It was a bad, bad week for the beef industry, as two sensational and negative headlines competed for national attention. The first regarded the “pink slime” that is added by some processors to ground beef. The second revolved around a Harvard population study concluding a connection between consumption of red meat and a shorter lifespan. Let’s take them one at a time.
The sensational term of pink slime is actually a reference to boneless lean beef trimmings, a USDA-approved product to which at least one ground beef supplier was using small treatments of food-grade ammonium hydroxide gas, something commonly used in the production of many foods, as a safety measure. Of course, the science doesn’t matter; after all, what we have here is a foreign-sounding additive being added by big, bad, greedy food producers/processors.
Never mind that the result is a leaner product that reduces cost to consumers, or that it was done tofacilitate a healthier and safer product. All that was needed was the incendiary phrase “pink slime” and a couple of letters off of a periodic chart to create a media frenzy.
Meanwhile, the study that drew a connection between red meat and premature death carried the extra swagger of being a Harvard population study. I can’t begin to tell you how much I’ve learned to hate these population studies. They never find a causal relationship, just a perceived relationship.

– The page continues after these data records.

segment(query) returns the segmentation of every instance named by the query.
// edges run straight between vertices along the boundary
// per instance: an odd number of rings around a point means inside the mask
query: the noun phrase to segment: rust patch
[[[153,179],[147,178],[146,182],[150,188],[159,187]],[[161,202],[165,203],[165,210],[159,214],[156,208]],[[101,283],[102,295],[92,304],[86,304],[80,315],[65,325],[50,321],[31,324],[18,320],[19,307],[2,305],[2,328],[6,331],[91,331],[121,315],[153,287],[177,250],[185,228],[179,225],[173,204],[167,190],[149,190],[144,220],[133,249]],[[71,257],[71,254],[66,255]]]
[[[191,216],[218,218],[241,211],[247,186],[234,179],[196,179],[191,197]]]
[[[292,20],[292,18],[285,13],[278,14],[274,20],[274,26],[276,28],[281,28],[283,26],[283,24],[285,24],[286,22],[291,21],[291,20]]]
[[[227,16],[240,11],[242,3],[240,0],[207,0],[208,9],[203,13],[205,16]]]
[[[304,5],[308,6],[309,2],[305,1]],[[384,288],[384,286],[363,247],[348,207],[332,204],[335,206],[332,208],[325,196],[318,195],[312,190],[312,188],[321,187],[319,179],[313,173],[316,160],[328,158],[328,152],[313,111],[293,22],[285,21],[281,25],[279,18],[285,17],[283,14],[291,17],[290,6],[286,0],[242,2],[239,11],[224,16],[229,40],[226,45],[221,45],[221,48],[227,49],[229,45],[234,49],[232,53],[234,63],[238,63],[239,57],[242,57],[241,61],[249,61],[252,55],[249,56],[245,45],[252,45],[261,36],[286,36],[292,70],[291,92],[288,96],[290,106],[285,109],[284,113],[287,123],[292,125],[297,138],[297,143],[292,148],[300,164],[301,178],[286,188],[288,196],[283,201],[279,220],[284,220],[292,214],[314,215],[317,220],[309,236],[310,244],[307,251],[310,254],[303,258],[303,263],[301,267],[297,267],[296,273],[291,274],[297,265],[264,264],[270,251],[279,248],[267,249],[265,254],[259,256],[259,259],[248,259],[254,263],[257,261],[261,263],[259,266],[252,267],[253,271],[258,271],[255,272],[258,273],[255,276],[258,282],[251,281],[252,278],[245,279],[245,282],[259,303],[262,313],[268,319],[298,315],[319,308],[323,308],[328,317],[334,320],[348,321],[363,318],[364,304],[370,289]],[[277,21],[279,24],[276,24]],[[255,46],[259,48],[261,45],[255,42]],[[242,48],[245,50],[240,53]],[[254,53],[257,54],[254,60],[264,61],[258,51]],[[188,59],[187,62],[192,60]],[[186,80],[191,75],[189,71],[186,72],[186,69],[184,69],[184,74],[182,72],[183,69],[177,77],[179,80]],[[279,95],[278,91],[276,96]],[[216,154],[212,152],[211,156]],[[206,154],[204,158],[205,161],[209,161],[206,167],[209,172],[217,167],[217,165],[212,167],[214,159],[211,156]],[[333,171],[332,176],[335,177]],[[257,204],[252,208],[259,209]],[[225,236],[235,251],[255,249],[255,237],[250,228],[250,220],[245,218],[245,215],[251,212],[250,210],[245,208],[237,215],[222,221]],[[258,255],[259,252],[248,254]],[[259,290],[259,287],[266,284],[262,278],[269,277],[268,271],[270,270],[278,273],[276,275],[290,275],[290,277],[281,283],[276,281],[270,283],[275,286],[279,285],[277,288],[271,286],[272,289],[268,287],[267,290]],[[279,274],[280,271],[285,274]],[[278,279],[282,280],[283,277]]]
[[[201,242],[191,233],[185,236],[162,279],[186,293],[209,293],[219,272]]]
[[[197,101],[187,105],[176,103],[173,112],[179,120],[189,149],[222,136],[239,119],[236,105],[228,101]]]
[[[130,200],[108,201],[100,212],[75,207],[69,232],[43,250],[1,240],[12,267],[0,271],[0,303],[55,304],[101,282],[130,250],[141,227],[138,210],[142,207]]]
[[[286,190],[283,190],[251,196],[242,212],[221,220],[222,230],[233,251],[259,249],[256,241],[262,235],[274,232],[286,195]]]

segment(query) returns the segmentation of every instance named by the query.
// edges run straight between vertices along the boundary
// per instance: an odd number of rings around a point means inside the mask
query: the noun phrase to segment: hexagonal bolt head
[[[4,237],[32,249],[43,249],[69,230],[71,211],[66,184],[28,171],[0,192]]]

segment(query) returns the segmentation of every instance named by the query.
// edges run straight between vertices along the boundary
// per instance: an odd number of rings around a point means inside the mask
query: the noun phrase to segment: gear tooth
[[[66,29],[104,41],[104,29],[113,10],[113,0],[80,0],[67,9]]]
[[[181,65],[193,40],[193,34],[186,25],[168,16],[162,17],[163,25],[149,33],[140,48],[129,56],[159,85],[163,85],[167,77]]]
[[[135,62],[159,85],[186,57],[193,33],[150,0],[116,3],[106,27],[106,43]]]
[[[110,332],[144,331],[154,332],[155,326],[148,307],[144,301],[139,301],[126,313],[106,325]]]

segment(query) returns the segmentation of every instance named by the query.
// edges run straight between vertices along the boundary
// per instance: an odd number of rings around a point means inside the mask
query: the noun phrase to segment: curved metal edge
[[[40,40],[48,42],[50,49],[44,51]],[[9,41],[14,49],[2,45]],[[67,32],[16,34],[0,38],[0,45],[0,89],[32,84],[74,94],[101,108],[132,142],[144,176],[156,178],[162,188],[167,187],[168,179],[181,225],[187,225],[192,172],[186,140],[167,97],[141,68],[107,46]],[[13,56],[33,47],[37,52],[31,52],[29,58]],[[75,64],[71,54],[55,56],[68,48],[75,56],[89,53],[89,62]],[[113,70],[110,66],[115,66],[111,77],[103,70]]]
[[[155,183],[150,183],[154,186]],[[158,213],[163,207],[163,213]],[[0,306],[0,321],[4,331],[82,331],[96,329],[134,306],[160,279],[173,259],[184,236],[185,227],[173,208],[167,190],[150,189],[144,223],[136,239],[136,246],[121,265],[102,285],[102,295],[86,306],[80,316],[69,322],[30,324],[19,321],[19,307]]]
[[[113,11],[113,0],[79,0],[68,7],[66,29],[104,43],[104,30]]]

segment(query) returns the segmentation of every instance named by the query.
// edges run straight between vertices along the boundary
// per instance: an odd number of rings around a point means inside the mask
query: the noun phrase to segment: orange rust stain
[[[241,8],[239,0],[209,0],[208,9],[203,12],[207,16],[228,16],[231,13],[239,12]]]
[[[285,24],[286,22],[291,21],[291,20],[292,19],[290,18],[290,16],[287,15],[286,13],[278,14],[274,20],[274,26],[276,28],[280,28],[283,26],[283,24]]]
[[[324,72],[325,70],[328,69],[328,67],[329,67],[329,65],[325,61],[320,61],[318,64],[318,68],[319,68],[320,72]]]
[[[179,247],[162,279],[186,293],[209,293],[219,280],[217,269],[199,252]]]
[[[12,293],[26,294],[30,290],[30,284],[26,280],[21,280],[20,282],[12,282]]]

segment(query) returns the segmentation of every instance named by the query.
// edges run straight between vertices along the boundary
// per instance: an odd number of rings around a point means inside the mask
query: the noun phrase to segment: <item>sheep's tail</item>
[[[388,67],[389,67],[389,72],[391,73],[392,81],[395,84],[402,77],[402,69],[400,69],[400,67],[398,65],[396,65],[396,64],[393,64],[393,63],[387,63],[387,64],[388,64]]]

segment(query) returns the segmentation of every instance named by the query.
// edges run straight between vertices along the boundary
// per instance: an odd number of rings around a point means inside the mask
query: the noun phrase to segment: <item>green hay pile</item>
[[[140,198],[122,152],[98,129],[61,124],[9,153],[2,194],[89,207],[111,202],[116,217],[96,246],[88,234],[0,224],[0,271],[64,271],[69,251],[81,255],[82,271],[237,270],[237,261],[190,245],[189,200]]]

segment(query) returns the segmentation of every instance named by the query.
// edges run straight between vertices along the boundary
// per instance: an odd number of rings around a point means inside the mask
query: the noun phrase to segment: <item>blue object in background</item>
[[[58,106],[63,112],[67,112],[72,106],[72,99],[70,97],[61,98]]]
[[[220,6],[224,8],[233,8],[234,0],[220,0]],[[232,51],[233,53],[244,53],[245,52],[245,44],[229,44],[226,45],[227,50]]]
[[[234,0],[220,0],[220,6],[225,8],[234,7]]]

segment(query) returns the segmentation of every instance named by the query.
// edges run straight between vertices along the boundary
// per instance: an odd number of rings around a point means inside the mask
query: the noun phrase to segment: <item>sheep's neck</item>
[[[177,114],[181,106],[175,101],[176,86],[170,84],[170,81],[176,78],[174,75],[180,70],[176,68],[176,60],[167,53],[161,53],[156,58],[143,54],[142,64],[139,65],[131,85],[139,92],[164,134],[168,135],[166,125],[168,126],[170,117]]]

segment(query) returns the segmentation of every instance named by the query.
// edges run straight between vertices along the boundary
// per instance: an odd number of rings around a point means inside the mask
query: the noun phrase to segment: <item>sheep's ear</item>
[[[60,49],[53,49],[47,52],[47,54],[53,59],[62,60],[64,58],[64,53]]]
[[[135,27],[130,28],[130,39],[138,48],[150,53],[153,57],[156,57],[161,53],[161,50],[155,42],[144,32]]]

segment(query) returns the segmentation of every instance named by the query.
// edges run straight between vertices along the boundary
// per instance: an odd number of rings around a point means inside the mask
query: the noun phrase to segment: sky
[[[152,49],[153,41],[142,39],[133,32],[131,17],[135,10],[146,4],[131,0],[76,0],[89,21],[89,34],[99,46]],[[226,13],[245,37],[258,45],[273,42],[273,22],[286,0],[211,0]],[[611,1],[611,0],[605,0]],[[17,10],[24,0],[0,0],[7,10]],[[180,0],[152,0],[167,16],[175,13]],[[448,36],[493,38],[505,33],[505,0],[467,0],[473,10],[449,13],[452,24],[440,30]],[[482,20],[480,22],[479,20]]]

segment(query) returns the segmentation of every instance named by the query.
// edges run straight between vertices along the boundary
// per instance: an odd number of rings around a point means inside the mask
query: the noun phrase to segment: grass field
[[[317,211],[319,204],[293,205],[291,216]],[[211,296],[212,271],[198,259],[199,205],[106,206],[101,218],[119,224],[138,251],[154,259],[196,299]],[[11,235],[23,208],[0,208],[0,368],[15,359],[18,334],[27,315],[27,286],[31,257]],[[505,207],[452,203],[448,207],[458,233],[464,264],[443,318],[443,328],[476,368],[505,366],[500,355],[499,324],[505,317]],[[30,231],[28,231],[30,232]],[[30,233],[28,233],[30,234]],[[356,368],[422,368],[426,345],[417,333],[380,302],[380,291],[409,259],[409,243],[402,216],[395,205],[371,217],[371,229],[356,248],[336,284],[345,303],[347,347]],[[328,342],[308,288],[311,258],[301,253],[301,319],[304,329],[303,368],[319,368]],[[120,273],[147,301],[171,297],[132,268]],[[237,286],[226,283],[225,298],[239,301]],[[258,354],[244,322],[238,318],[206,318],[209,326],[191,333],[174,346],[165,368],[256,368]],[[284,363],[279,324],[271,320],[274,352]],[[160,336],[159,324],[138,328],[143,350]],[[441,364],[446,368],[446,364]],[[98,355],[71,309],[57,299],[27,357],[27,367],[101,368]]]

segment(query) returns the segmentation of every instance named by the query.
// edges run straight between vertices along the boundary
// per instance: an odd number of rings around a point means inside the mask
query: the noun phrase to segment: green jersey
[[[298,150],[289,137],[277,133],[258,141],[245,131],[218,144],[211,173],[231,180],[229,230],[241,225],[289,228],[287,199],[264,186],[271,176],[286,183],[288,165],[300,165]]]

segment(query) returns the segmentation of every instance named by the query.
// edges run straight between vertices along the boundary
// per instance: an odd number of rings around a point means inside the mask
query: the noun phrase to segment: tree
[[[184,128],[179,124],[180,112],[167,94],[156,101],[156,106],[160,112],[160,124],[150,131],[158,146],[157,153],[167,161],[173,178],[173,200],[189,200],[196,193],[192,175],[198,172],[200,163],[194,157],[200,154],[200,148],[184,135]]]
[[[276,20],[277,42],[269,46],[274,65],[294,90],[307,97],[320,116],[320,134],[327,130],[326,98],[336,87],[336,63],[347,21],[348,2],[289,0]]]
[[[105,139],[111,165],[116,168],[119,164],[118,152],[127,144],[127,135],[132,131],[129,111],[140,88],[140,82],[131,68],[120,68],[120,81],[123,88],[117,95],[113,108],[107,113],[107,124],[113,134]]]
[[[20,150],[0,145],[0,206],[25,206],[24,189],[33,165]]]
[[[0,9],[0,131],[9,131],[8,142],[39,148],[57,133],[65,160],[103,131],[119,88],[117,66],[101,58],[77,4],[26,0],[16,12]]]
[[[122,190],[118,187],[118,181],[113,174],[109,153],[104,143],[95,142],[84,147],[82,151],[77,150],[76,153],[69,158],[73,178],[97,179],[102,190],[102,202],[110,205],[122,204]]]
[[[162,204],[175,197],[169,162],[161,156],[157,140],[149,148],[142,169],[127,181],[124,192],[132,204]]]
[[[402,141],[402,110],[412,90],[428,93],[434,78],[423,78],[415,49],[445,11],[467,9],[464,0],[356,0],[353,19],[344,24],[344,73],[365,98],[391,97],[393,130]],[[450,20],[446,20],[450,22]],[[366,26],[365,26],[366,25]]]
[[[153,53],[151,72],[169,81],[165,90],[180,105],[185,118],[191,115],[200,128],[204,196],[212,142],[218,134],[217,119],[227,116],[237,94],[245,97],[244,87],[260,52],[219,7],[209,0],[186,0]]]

Nobody seems to care about the flaws in the study; it’s akin to saying that guys in red sport cars are more inclined to get a divorce than guys in white sedans. It may be true, and it may not be true. But, if it is true, it likely says more about the guys who drive red sport cars or white sedans than it does about the cars themselves.
My biggest gripe with these population studies is that they’re designed and funded almost exclusively with the goal of finding a link between whatever ailment and red meat. The debunking of this study and its conclusions has been well done, but the headlines still blared on America’s newspapers, broadcasts and blogosphere, with the result being that millions of moms will undoubtedly have that message running through their heads the next time they stand at the meat counter.
Most folks won’t read the follow-ups to the original pieces; they probably didn’t even read the entire initial article. However, they will carry with them the sensational headlines that confirm the common assessment that red meat is bad for you.
Sadly, my email this week was full of these headlines. I say sadly because most of them came from within our industry – from people who feel they can benefit by tearing down our mainstream product.
Instead of spending so much time explaining why these headlines are inaccurate, we need to spend some time creating some headlines that are both accurate and positive.